Troubled Wockhardt recalls blood pressure med in U.S.

India's Wockhardt may have two of its plants banned by the FDA from shipping to the U.S. but it still has product on the market and it says some of it needs to be recalled. The drugmaker is retrieving nearly 95,000 bottles of blood pressure tablets because they are out of spec for thickness.

Wockhardt Chairman Habil Khorakiwala

According to the FDA's most recent Enforcement Report, Wockhardt began voluntarily recalling 13 lots, 93,393 bottles, of captopril in March after discovering some tablets failed specifications. It was not clear from the recall at which plant the pills were manufactured.

In 2013, the FDA banned Wockhardt's plants in Chikalthana and Waluj for a long list of issues that it outlined in a warning letter. That included quality-assurance personnel hiding records of batch failures and attempting to destroy some test samples. Inspectors also uncovered "unofficial" records on 75 batches that had a 14% failure rate and problems from black particles to fibers and glass particles in them, while "official records" indicated that the batches all met specifications. There were also sanitation issues.
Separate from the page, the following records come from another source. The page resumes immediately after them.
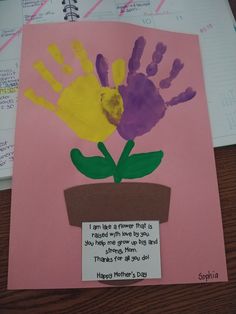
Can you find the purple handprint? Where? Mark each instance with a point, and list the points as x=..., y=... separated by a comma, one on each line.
x=143, y=104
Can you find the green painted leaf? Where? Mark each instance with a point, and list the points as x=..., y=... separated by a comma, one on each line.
x=140, y=165
x=95, y=167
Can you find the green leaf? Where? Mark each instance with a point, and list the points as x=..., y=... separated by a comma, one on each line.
x=139, y=165
x=95, y=167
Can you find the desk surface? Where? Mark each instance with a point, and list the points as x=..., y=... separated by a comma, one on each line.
x=197, y=298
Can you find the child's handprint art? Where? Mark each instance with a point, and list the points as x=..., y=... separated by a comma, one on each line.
x=94, y=109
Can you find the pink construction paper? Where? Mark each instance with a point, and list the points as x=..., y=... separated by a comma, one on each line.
x=45, y=251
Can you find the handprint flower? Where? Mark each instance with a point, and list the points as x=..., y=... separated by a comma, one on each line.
x=94, y=110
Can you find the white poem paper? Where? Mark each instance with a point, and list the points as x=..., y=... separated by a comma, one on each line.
x=120, y=250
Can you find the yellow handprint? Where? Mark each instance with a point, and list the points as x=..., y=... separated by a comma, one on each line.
x=90, y=108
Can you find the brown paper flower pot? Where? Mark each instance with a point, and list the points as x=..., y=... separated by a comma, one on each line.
x=117, y=202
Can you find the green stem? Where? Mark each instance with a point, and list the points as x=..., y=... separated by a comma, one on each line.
x=107, y=155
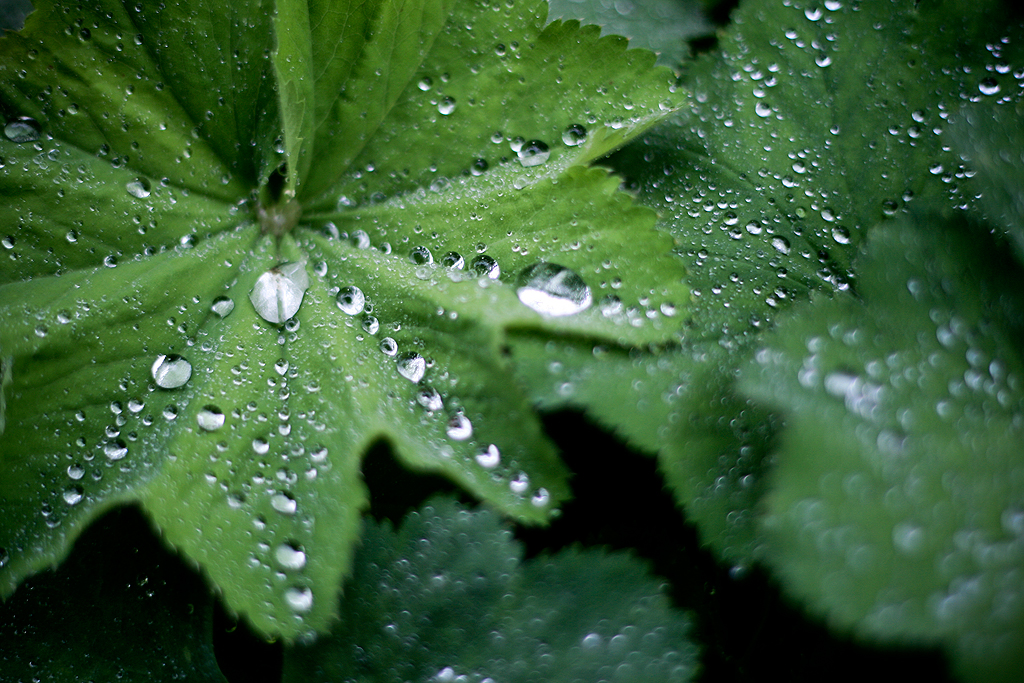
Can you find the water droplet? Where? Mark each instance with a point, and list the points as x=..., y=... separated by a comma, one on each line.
x=520, y=483
x=988, y=86
x=421, y=256
x=553, y=290
x=484, y=266
x=445, y=105
x=389, y=346
x=534, y=153
x=73, y=496
x=351, y=300
x=574, y=135
x=221, y=306
x=459, y=427
x=171, y=371
x=541, y=498
x=454, y=260
x=299, y=599
x=139, y=188
x=489, y=458
x=115, y=450
x=290, y=556
x=284, y=503
x=210, y=418
x=278, y=293
x=22, y=130
x=371, y=325
x=412, y=366
x=430, y=399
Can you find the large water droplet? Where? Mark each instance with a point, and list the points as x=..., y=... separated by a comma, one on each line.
x=351, y=300
x=412, y=366
x=171, y=371
x=221, y=306
x=534, y=153
x=22, y=130
x=574, y=135
x=484, y=266
x=553, y=290
x=460, y=428
x=210, y=418
x=284, y=503
x=278, y=293
x=290, y=556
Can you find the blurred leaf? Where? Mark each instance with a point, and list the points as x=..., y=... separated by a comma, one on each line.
x=896, y=500
x=113, y=611
x=809, y=125
x=662, y=26
x=205, y=330
x=446, y=598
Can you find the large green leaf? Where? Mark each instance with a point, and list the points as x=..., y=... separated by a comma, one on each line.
x=448, y=598
x=183, y=329
x=769, y=182
x=896, y=505
x=114, y=611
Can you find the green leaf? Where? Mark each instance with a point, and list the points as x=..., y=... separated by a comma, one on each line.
x=990, y=138
x=895, y=509
x=660, y=26
x=769, y=181
x=195, y=339
x=449, y=596
x=112, y=612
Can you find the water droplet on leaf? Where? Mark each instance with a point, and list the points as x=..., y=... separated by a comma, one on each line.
x=278, y=293
x=171, y=371
x=553, y=290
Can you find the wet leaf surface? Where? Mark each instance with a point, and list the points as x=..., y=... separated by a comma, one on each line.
x=216, y=302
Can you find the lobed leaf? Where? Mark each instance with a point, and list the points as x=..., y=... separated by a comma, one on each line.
x=448, y=596
x=895, y=502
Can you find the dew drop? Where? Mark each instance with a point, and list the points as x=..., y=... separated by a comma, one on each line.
x=73, y=496
x=459, y=427
x=389, y=346
x=22, y=130
x=371, y=325
x=284, y=503
x=429, y=398
x=489, y=458
x=278, y=293
x=534, y=153
x=139, y=188
x=445, y=105
x=171, y=371
x=421, y=256
x=574, y=135
x=115, y=450
x=553, y=290
x=210, y=418
x=290, y=556
x=351, y=300
x=299, y=599
x=221, y=306
x=484, y=266
x=412, y=366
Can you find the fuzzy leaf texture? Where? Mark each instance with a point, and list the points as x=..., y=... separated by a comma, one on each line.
x=245, y=242
x=809, y=125
x=895, y=508
x=449, y=598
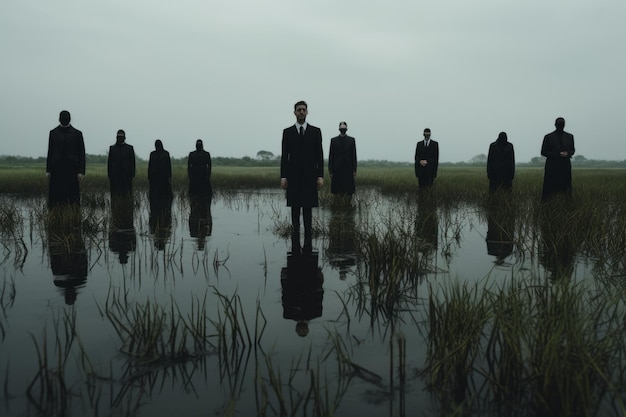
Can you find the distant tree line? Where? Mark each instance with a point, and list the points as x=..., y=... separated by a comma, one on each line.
x=267, y=159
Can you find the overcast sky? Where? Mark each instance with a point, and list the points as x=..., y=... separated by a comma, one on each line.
x=229, y=72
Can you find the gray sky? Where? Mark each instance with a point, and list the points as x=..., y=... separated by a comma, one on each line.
x=229, y=72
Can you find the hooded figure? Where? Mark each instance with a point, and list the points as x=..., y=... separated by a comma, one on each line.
x=65, y=164
x=342, y=162
x=199, y=172
x=558, y=148
x=501, y=164
x=121, y=166
x=160, y=172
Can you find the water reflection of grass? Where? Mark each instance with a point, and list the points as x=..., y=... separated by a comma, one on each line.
x=544, y=342
x=526, y=348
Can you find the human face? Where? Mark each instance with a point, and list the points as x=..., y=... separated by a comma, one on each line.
x=301, y=113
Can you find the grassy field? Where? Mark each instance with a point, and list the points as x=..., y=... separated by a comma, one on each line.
x=458, y=183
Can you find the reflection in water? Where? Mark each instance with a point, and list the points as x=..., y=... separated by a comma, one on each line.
x=558, y=248
x=301, y=282
x=200, y=220
x=500, y=231
x=427, y=225
x=342, y=240
x=122, y=234
x=160, y=218
x=68, y=256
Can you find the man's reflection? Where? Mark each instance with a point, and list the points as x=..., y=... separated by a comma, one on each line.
x=122, y=234
x=200, y=220
x=68, y=256
x=427, y=224
x=342, y=240
x=301, y=282
x=558, y=248
x=160, y=219
x=500, y=231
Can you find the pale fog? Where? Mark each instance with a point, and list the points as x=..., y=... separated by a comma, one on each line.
x=230, y=72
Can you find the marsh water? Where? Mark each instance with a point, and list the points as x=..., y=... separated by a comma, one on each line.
x=283, y=334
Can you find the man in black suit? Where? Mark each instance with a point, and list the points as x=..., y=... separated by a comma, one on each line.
x=65, y=165
x=342, y=162
x=121, y=166
x=558, y=148
x=426, y=160
x=302, y=173
x=199, y=172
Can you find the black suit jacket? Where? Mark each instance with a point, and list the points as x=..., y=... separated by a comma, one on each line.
x=301, y=163
x=342, y=155
x=66, y=150
x=431, y=154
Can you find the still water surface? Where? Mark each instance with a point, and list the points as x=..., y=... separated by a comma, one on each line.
x=237, y=254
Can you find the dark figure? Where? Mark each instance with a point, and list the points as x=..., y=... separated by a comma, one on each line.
x=302, y=282
x=199, y=172
x=160, y=173
x=65, y=165
x=342, y=162
x=200, y=220
x=121, y=166
x=160, y=220
x=68, y=255
x=302, y=173
x=501, y=164
x=558, y=148
x=426, y=160
x=122, y=234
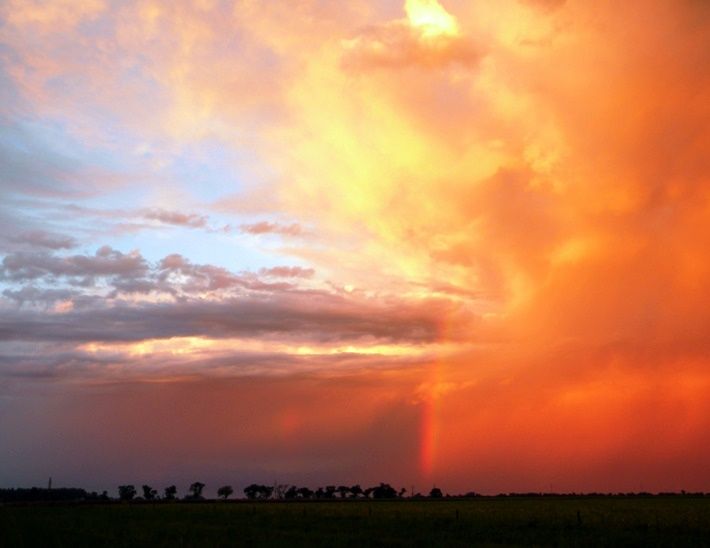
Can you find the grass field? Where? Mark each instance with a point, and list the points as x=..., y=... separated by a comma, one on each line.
x=549, y=521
Wockhardt's problems have not been contained solely to the U.S. The U.K. and Europe also blocked sales from some of Wockhardt's plants in 2013. And while the U.S. never asked Wockhardt to recall products, the drugmaker was ordered to recall 16 meds in the U.K.

The status of improvements that Wockhardt is making is unknown for the Chikalthana plant, but during a reinspection at Waluj this year the FDA found progress there lacking. While the specifics of that visit have not been made public, Wockhardt CEO Habil Khorakiwala has insisted they were not serious and that the company is working on them.